Do not tell me to reference wikipedia. It only satisfies your total ignorance.

You are all idiots. And incompetent. Do you have on-line access to medline? Not. Stop your misleading "reporting."

Thanks for kindly NOT REPLYING, Assholes.

bub-bye.


Alan Bellows
Posted 12 April 2006 at 10:28 am

maux said: "You are all idiots. And incompetent. Do you have on-line access to medline? Not. Stop your misleading "reporting.""

Dear maux,

Citations are more convincing than insults.

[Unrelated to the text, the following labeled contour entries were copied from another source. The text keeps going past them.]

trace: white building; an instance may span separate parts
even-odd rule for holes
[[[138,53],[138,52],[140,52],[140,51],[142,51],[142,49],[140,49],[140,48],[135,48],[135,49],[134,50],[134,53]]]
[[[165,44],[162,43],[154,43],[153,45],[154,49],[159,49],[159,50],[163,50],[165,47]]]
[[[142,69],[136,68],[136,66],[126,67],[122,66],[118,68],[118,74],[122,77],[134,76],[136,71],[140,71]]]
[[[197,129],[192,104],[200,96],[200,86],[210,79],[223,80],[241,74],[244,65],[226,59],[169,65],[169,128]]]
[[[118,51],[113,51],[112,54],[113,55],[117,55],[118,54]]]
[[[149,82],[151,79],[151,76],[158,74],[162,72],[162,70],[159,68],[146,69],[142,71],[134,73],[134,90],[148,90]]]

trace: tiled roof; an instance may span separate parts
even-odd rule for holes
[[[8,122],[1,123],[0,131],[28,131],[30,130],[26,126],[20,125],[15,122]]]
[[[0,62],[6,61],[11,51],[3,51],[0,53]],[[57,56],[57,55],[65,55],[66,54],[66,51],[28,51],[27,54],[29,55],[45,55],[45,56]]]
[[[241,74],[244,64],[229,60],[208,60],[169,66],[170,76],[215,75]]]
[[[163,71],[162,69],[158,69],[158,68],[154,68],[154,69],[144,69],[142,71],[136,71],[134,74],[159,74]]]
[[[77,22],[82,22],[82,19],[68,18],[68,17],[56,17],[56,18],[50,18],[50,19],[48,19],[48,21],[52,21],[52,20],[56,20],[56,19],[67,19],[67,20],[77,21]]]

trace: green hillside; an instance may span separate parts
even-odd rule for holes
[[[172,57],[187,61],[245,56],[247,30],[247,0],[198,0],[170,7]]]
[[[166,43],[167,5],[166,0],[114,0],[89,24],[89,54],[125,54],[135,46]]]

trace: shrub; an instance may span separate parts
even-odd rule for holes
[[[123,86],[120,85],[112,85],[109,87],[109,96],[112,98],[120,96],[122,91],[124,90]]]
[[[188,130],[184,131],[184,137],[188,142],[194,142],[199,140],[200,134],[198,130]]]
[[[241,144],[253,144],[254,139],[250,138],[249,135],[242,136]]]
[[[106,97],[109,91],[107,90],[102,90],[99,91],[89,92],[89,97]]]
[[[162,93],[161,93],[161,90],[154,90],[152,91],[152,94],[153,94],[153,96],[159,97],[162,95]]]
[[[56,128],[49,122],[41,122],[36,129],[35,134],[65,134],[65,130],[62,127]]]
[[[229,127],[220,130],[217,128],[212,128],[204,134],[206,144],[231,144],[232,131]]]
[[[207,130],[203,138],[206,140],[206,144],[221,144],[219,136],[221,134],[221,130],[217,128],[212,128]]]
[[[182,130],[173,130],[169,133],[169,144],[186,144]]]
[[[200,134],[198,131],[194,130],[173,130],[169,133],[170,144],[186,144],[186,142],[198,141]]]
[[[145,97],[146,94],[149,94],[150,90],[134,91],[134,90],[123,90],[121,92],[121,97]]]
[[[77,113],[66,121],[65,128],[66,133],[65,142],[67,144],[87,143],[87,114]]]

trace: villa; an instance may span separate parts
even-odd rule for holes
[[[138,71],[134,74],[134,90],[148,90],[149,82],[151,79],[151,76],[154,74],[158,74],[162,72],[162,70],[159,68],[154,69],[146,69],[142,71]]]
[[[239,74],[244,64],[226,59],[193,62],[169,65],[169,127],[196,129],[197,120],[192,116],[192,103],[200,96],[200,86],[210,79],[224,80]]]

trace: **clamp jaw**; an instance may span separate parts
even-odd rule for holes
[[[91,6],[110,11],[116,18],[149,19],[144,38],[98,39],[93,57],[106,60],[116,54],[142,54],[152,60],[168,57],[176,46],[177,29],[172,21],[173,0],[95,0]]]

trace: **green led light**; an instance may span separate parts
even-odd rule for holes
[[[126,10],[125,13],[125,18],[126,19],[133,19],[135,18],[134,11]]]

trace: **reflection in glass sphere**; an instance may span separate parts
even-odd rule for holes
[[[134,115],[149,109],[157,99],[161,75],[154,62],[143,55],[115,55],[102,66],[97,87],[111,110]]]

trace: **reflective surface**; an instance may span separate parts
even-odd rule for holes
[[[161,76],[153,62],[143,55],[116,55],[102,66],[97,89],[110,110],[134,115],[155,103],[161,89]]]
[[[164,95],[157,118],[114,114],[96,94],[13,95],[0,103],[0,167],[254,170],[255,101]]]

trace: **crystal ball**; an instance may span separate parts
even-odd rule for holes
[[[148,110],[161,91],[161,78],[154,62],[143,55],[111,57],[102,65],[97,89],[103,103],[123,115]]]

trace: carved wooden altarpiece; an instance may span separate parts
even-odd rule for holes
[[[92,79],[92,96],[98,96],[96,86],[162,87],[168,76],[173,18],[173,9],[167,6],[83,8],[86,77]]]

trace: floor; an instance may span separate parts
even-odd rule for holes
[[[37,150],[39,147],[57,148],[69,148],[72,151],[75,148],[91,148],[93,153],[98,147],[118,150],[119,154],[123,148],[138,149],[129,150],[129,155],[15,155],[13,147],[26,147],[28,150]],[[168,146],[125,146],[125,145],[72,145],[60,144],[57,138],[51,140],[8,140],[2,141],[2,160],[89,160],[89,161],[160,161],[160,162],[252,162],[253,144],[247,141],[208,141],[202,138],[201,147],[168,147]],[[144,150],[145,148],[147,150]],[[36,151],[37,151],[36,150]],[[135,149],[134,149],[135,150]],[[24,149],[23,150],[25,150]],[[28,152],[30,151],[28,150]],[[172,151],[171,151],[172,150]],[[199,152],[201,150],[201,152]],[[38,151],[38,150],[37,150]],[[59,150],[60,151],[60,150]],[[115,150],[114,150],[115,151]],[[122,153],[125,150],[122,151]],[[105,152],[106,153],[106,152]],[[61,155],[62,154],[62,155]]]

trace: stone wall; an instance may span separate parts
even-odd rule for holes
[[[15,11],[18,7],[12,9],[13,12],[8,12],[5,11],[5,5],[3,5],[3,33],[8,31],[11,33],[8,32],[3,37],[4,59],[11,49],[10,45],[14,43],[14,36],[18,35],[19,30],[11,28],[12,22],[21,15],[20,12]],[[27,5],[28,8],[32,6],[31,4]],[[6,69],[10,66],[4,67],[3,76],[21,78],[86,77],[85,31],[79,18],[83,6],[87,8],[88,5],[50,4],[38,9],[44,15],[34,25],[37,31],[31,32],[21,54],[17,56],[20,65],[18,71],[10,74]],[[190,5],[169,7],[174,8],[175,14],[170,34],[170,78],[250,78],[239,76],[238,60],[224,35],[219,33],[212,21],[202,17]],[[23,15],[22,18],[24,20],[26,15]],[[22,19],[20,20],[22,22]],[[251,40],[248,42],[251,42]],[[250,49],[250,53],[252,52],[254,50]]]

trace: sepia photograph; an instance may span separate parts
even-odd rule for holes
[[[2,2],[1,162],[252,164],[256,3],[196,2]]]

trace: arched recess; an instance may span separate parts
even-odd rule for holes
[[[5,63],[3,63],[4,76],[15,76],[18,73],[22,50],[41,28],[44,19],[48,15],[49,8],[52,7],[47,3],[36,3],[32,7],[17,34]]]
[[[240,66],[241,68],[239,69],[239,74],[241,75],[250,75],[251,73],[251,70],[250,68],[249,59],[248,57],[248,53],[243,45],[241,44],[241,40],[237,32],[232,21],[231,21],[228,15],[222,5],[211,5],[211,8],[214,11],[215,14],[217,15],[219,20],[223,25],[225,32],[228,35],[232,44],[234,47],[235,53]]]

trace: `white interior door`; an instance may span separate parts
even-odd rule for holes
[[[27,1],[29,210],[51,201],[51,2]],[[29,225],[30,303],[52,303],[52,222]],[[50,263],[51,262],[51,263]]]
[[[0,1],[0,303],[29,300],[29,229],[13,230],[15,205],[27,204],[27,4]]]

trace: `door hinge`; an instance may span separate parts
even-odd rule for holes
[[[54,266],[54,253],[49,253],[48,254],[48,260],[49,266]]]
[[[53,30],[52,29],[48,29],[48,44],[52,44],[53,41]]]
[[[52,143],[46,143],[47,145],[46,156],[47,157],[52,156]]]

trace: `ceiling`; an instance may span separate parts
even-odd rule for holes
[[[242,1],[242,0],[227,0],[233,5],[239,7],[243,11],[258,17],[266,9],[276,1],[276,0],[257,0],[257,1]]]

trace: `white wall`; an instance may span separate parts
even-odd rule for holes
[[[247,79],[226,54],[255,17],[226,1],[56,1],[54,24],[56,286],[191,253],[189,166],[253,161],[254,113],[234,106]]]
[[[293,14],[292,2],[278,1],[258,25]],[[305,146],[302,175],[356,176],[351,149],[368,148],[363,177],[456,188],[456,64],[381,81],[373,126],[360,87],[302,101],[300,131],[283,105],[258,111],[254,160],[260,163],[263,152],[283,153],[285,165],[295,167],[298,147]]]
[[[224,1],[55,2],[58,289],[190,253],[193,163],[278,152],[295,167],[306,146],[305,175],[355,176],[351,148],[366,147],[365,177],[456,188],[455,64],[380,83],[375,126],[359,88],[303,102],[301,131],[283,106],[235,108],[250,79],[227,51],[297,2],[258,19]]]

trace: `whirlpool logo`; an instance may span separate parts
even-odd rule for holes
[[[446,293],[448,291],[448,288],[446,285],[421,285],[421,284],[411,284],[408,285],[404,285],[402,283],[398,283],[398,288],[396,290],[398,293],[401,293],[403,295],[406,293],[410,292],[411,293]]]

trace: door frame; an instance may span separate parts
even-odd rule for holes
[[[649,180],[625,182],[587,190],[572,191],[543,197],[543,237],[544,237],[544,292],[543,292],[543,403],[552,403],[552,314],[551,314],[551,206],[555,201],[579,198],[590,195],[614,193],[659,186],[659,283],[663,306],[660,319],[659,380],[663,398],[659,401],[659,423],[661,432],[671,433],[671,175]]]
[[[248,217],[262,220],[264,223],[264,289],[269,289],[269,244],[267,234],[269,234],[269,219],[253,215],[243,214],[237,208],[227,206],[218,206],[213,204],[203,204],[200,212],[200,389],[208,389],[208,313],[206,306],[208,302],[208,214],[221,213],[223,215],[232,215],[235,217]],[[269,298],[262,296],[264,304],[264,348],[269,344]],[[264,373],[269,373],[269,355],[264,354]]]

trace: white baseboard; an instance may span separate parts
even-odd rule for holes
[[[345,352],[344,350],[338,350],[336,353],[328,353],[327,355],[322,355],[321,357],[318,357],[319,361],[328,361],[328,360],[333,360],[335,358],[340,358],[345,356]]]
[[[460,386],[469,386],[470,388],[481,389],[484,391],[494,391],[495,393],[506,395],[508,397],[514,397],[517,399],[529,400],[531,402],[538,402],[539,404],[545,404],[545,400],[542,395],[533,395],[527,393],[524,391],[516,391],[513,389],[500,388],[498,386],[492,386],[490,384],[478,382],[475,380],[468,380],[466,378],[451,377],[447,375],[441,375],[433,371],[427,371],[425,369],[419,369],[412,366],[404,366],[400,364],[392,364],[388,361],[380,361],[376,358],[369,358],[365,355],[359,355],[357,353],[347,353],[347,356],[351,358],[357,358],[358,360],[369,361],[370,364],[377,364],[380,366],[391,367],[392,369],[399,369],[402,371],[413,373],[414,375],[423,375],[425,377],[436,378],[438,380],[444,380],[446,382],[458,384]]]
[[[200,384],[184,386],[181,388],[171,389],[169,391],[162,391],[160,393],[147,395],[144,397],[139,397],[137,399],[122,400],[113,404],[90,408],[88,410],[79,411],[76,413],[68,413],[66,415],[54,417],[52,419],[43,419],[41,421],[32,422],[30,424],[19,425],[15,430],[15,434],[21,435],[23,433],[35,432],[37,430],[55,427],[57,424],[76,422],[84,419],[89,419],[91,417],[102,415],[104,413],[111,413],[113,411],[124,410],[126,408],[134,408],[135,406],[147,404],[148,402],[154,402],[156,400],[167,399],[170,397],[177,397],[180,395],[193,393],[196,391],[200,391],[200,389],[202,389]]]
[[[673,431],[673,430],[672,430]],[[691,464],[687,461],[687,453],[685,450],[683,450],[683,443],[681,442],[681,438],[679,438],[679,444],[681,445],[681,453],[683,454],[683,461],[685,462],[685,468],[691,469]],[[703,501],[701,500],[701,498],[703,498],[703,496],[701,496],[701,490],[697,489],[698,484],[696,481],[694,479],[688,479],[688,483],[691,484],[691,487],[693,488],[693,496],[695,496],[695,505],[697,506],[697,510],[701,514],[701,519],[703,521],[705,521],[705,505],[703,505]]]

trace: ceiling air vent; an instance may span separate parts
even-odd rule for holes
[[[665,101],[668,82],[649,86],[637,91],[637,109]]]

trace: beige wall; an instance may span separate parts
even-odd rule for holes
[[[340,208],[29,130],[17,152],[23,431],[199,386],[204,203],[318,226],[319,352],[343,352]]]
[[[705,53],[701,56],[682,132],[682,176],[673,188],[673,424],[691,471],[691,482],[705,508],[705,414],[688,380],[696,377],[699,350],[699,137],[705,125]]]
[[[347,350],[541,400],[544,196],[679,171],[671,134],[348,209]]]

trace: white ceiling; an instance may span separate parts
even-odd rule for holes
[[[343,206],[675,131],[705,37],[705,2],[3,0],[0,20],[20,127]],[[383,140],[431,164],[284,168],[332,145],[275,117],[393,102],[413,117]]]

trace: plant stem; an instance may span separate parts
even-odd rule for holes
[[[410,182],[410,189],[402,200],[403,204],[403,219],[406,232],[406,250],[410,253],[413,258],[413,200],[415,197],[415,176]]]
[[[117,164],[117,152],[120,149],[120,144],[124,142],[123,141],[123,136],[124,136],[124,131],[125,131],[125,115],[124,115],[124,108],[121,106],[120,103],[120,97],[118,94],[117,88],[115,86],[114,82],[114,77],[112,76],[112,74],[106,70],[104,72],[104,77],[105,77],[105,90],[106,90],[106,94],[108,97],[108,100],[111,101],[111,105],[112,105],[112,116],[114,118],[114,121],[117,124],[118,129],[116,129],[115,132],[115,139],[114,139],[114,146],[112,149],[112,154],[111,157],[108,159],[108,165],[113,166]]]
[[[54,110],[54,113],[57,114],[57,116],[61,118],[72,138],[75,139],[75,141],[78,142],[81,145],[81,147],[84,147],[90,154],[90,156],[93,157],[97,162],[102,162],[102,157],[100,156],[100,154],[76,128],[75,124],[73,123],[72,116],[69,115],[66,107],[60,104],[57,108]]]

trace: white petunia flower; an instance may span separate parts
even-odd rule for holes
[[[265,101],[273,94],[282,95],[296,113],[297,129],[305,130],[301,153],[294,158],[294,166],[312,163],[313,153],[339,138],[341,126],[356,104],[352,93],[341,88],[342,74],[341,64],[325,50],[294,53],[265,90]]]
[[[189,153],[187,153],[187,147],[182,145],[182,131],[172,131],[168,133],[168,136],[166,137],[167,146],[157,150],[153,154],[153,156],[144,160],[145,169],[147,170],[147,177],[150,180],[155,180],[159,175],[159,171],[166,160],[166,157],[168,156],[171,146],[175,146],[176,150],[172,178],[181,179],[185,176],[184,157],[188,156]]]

If our facts are off, we'll happily correct them... but we do need a source more concrete than your unsupported statements (particularly considering your credibility-killing over-the-top name-calling).

Hugs and kisses.


sleepwalker
Posted 18 April 2006 at 01:22 am

our housemaid got the same dis-order.

if you shout a snappy command, she would repeat it... and often more than once. we always thought she got nervous problem.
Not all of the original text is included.